Het kanonschot, Willem v/d Velde de Jongere, 1707

Het twaalfjarig bestand kwam ten einde in 1621 en het kan geen toeval zijn dat dat het oprichtingsjaar was van de WIC, de ‘geoctroyeerde West-Indische Compagnie’. De WIC was opgezet naar het model van de VOC en was aanvankelijk eveneens een militaire organisatie, een soort huurlingenleger. Tegenwoordig zouden we de parallel trekken met de Wagnergroep! Ook de WIC was gericht op het verdringen van de Portugezen uit hun Afrikaanse en Zuidamerikaanse koloniën, wat ook ten dele gelukte. Daarbij moeten we beseffen dat er in de Atlantische Oceaan al in 1494 bij het verdrag van Tordesillas een lijn was getrokken, ongeveer op de lengtegraad van de monding van de Amazone, waardoor de Spanjaarden niet in Brazilië en Afrika mochten handeldrijven. Daardoor spreekt overigens Brazilië nog steeds Portugees...

 


De WIC verkeerde een groot deel van zijn bestaan in financiële problemen, moest in 1647 met overheidssteun worden gered en ging uiteindelijk in 1674 ten onder. Daarna werd de zaak gesaneerd en zag de tweede WIC het licht, die (naast de handel in plantageproducten) vooral op slaven- en goudhandel was gericht. De militaire expansie tegen de Portugezen en Spanjaarden was natuurlijk na de vrede van Münster van 1648 niet meer aan de orde.

Al in 1623 trof de WIC voorbereidingen voor de slavenhandel. Dat slavernij bij wet verboden was in de Republiek werd gemakshalve even vergeten. Er werd een onderzoek gedaan naar slavenhandel in Angola, waarvan de kust toen al anderhalve eeuw in Portugese handen was. Later werd langs de hele West-Afrikaanse kust gepoogd om de Portugezen eruit te werken. Luanda werd veroverd in 1643 en eerder, in 1637, veroverde de WIC na enkele mislukkingen fort Sint-George van Elmina op de Portugezen. 

Elmina zou het Afrikaanse hoofdkwartier worden van de WIC, naast diverse andere 'handelsposten'. De Portugezen deden al vanaf het begin van de 16e eeuw aan slavenhandel, maar Elmina was aanvankelijk vooral gericht op de goud- en ivoorhandel. Elmina betekent dan ook ‘de mijn’, het is gelegen aan de toenmalige Goudkust. De slavenhandel zou zich uiteindelijk vanuit Angola uitbreiden naar de Slaven-, Goud- Ivoor- en Greinkust, ruwweg het kustgebied tussen het huidige Nigeria en Senegal.

Slavenfort Elmina

Vraag en aanbod zijn de motor van elke handel, en dat gold ook voor de slavenhandel.

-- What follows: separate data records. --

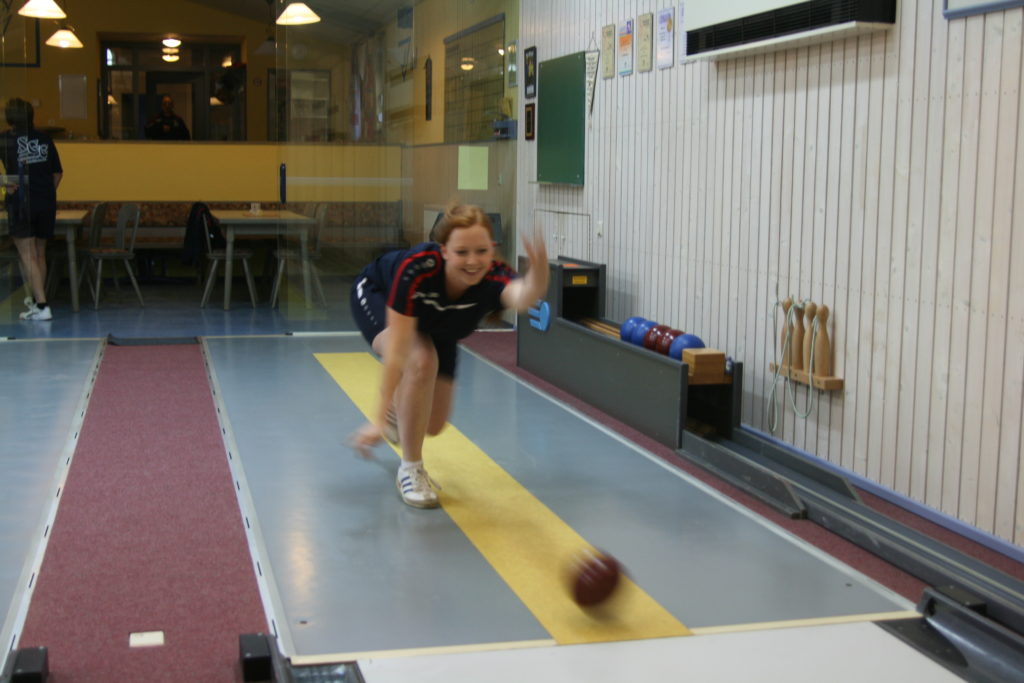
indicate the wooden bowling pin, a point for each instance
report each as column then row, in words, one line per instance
column 797, row 344
column 786, row 331
column 809, row 310
column 822, row 347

Het voert te ver om de hele slavenhandel te bespreken in dit korte bestek en ik zal mij beperken tot het aanbod van slaafgemaakten in het gebied binnen het hedendaagse Ghana en de vraagzijde in Nederlands Brazilië, Suriname, Essequibo, Berbice en Spaans-Amerika.

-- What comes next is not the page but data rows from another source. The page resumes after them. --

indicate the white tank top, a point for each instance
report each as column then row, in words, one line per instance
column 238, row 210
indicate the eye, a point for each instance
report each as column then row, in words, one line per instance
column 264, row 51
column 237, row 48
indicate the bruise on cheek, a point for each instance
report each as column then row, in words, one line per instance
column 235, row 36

Allereerst moet worden gezegd dat slavernij heel gewoon was in Afrika. Soms verkochten mensen zichzelf of hun kinderen om te ontsnappen aan schuld of armoede. De bestaanszekerheid in slavernij was kennelijk vaak groter dan daarbuiten, hoewel slaven ook in Afrika vaak slecht werden behandeld. Daarnaast was de inlandse stammenstrijd een belangrijke bron van gevangenen. Het gebied dat nu Ghana heet was grotendeels bewoond door aan elkaar verwante volken zoals de Ashanti, de Denkyira, de Akyem en de Fante. Zij spraken (en spreken) allerlei dialecten van de Akan-talengroep en hebben vergelijkbare culturen. 

 

Ashanti-nederzetting ca. 1810

Ondanks de overeenkomst tussen de verschillende Akan-volken werd er flink onderling oorlog gevoerd, waarbij we de vergelijking kunnen trekken met wat er tegenwoordig plaats heeft in het oosten van Congo en Rwanda. Onderlinge moordpartijen en slavenhalen waren aan de orde van de dag. De Ashanti waren aan het eind van de 17e eeuw bezig met een expansiestrijd onder leiding van asantehene (koning) Osei Kofi Tutu. Zijn hogepriester, de okomfo Anokye, was de drijvende kracht achter een persoonlijkheidscultus en mythologie rondom de asantehene. Door hun expansieoorlog werden de Ashanti een belangrijke leverancier van Afrikaanse gevangenen aan de West-Indische Compagnie. Ze kregen betaald met handelsgoederen, ondermeer goedkope textiel, vuurwapens, munitie en sterke drank.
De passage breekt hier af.